## An Introduction to Crossflow

This tutorial will guide you through the process of creating a Python script that can run the following simple biomolecular simulation-type workflow:

1. From a set of starting coordinates, run five independent short MD simulations, each of which has different starting velocities.
2. Calculate the rmsd of each of the five final structures from the starting coordinates.
3. If the largest RMSD is greater than a target value then stop, otherwise choose the final structure that has a largest rmsd as the new starting coordinates, and go back to step 1.

### Set up

1. (optional) If you are using your own laptop or workstation, create and activate a fresh virtual environment.
2. Install the following Python packages:
* MDTraj ('pip install mdtraj')
* Crossflow ('pip install crossflow')
3. Download copies of the tutorial files.

### Fakemd

You will be using `fakemd` for this tutorial - a "proxy app" that simulates a real-life MD package but which runs much faster. It is designed to be able to stand in for a real MD code, whether that is Gromacs, Amber, or NAMD:

For Gromacs users:
    fakemd -c start.gro -p system.top -r md.gro -x md.xtc -l md.log -n 100
For Amber users:
    fakemd -c start.ncrst -p system.prmtop -r md.ncrst -x md.nc -l md.log -n 100
For NAMD users:
    fakemd -c start.pdb -p system.psf -r md.pdb -x md.dcd -l md.log -n 100
    
In each case the "-n 100" argument means that 100 snapshots will be generated, and this is the only user-controlled parameter. The coordinates in the restart and trajectory files will be bogus, but should be readable by analysis scripts, etc.

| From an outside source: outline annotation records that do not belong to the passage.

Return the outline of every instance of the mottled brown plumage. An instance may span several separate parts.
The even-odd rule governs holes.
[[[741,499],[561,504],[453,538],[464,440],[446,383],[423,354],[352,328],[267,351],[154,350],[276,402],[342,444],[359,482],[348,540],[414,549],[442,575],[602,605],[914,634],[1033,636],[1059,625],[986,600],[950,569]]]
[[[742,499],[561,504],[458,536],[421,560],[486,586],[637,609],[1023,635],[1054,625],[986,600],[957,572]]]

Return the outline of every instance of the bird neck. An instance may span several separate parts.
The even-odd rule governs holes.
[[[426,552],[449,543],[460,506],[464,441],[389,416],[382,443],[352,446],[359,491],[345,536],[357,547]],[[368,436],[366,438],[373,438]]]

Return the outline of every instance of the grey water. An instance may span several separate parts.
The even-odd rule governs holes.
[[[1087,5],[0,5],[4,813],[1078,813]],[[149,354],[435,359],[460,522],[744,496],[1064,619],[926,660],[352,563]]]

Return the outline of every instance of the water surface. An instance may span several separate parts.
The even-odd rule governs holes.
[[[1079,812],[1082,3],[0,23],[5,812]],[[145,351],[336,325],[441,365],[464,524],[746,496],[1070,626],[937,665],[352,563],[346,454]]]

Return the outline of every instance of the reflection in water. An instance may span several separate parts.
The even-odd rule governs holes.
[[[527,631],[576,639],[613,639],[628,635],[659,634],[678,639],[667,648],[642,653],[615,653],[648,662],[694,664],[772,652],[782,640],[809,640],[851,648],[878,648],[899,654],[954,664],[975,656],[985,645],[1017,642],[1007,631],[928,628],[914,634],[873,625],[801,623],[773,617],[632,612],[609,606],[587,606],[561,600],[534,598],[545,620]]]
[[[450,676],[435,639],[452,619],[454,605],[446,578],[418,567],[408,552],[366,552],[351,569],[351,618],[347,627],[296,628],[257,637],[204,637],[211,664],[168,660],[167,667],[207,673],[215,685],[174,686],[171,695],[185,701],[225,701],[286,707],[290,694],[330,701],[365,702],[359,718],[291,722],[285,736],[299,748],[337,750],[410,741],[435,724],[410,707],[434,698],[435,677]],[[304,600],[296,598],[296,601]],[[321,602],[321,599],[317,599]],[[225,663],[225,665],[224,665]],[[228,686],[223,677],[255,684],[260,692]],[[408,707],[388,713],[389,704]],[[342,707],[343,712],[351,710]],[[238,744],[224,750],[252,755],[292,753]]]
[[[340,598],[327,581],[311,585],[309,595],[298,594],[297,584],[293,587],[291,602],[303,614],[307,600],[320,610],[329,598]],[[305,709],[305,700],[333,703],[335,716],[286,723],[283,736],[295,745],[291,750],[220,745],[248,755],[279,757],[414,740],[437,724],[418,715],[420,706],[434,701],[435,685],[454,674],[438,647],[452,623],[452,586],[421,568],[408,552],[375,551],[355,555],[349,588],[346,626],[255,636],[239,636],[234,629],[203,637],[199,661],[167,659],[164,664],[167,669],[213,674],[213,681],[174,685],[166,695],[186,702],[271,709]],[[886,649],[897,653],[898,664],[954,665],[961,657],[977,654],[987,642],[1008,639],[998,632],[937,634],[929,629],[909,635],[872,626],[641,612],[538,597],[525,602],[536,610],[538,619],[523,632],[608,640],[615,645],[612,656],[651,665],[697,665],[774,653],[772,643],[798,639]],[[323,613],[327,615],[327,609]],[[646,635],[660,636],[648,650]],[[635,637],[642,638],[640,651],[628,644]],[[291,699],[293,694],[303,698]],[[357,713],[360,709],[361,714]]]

If you are doing this tutorial on your own laptop or similar and have VMD or a similar visualization tool installed, try running `fakemd` using which ever of the above options looks most familiar to you and have a look at the resulting trajectory file.

### Clusters and Clients

`Crossflow` works with a `cluster` that runs the required jobs. A `cluster` consists of a `scheduler` and one or more `worker`s. `Worker`s may be individual nodes in an HPC system, or individual virtual machines in the cloud, or - and that's what you will be doing here - just separate processes running on your own laptop/workstation. `Crossflow` makes a connection to the `scheduler` via a `client` object. You use methods of the `client` to send jobs to the cluster.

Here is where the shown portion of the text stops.